Saludé a ambos y salí del complejo, hice unos metros y en una de las entradas a la playa, paré el auto, me bajé, me encendí un cigarrillo y mirando el mar, comencé a pensar en lo que sería, a partir de ahora, mi nueva vida.

Tendría que acomodarme sobre todo con Mateo, a la hora que él sale del jardín, aún estoy en el trabajo, y no sabía a ciencia cierta si podría contar con Laura para esas horas.

Me quedé un buen rato mirando el mar y cerca de la una de la mañana, decidí emprender el camino de regreso a La Plata.

Paré a tomar un café en una de las estaciones de servicio de la ruta dos, y continué tranquilo mi camino, me sentía como liberado, como quien se sacó un peso de encima.

Entré en La Plata pasadas las seis de la mañana, no sabía qué hacer, si llamar a Mercedes, pasar por su casa o hacerlo más tarde.

Finalmente, cuando llegué al casco urbano, decidí llamarla. Como la vez anterior, al segundo tono de llamada, me respondió.

-MERCEDES: Hola Luca! ¿Ya regresaste?

-LUCA: Hola Mecha, estoy entrando a La Plata.

-MERCEDES: ¿Querés pasar por casa? Yo ya estoy levantada, estaba esperando tu llamada. Pasá y hablamos!

-LUCA: Bueno, dale! En diez minutos o quince estoy ahí, paso por una panadería y llevo unas medialunas.

-MERCEDES: Te espero! ¿Mate o café?

-LUCA: Lo que quieras!

Pasé por una panadería que sabía que estaba abierta a esa hora, compré unas medialunas y fui para la casa de Mercedes.

Al llegar, abrió la puerta antes de que tocara el timbre, se acercó y me dio un abrazo, un sentido abrazo. Y creo que en ese momento me aflojé y no pude contener las lágrimas.

-MERCEDES: Hola Luca! ¿Cómo estás?

-LUCA: Hola Mecha! Perdón por la hora!

-MERCEDES: No seas tonto! Estaba esperando que me llamaras o vinieras, estaba preocupada por vos. Pasá, sentate que traigo el mate! ¿O preferís un café?

-LUCA: Mate está bien! Ya me tomé un café hace un rato, necesitaba parar un momento y lo hice en la estación de servicio de la ruta.

-MERCEDES: Contame como fue todo!

-LUCA: Ante todo, nada raro pasó, la conversación fue tranquila, aunque en realidad no fue una conversación como tal, apenas dijo un par de cosas, la mayor parte la dije yo.

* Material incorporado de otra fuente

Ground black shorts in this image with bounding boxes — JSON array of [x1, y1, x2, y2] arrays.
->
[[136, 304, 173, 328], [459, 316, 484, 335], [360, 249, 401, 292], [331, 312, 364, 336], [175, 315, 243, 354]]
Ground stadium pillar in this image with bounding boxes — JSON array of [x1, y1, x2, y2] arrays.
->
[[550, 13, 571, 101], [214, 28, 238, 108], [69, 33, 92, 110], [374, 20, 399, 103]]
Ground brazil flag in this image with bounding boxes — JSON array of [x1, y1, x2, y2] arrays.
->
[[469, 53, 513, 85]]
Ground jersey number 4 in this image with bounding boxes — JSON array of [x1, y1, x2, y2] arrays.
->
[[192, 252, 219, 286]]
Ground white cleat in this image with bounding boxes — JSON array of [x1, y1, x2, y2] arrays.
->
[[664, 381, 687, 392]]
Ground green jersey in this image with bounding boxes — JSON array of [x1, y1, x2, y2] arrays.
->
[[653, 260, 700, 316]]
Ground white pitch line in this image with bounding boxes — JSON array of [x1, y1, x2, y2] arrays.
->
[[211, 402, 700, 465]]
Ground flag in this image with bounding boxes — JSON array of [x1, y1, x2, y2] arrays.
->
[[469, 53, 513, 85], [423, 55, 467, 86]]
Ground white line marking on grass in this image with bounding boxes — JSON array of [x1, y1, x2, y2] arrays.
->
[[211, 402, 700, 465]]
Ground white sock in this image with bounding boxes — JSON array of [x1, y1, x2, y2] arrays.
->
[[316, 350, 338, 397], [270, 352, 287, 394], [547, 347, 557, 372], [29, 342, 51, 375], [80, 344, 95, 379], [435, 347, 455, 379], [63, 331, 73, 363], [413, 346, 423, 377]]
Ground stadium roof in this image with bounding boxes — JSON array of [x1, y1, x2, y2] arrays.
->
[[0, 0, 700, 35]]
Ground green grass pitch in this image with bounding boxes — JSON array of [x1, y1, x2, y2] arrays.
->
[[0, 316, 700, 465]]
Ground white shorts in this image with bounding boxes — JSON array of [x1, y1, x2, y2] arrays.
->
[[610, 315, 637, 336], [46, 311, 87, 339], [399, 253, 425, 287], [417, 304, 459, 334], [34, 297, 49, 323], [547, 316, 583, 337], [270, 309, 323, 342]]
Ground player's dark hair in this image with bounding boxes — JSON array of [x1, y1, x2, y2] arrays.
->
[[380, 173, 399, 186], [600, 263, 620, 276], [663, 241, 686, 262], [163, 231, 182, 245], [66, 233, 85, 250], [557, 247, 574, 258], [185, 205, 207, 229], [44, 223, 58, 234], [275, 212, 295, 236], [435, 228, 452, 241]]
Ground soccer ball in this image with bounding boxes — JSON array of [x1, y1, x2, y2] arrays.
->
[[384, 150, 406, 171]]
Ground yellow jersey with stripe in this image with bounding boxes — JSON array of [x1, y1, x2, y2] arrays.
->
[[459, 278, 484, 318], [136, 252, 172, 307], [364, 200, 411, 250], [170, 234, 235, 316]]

-MERCEDES: Me imagino lo tenso del momento!

-LUCA: Muy incómodo la verdad! No se esperaba encontrarme ahí y creo que no supo que decir, bueno, en realidad, no tenía mucho para decir supongo.

-MERCEDES: ¿Y firmó los papeles del divorcio?

-LUCA: Con gesto de fastidio, pero los firmó!

-MERCEDES: Creo que imagino la respuesta, pero… ¿Te pidió perdón?

-LUCA: No te voy a mentir, esperaba que en algún momento lo hiciera, pero no, seguramente creerá que no tenía por qué pedirme perdón!

-MERCEDES: Qué boluda es! Ya se dará cuenta al hombre que perdió! No puedo entender cómo se dejó llevar de esa manera, como no pudo darse cuenta que con ese comportamiento, tarde o temprano su vida se iba a ir a la mierda!

-LUCA: No sé si le importará eso! Es más en un momento se puso a llorar, pero te digo la verdad, en ese momento no sabía si era porque nuestro matrimonio se había ido a la mierda o por que se le pinchó el plan del fin de semana, aunque no lo creas, hoy sería nuestro aniversario de casados y cagándose en eso, había arreglado con la persona que me inventé, pasar el sábado con él y con un amigo, con dos tipos que ni siquiera les conocía la cara! La verdad es que no conocía a la mujer que tenía delante!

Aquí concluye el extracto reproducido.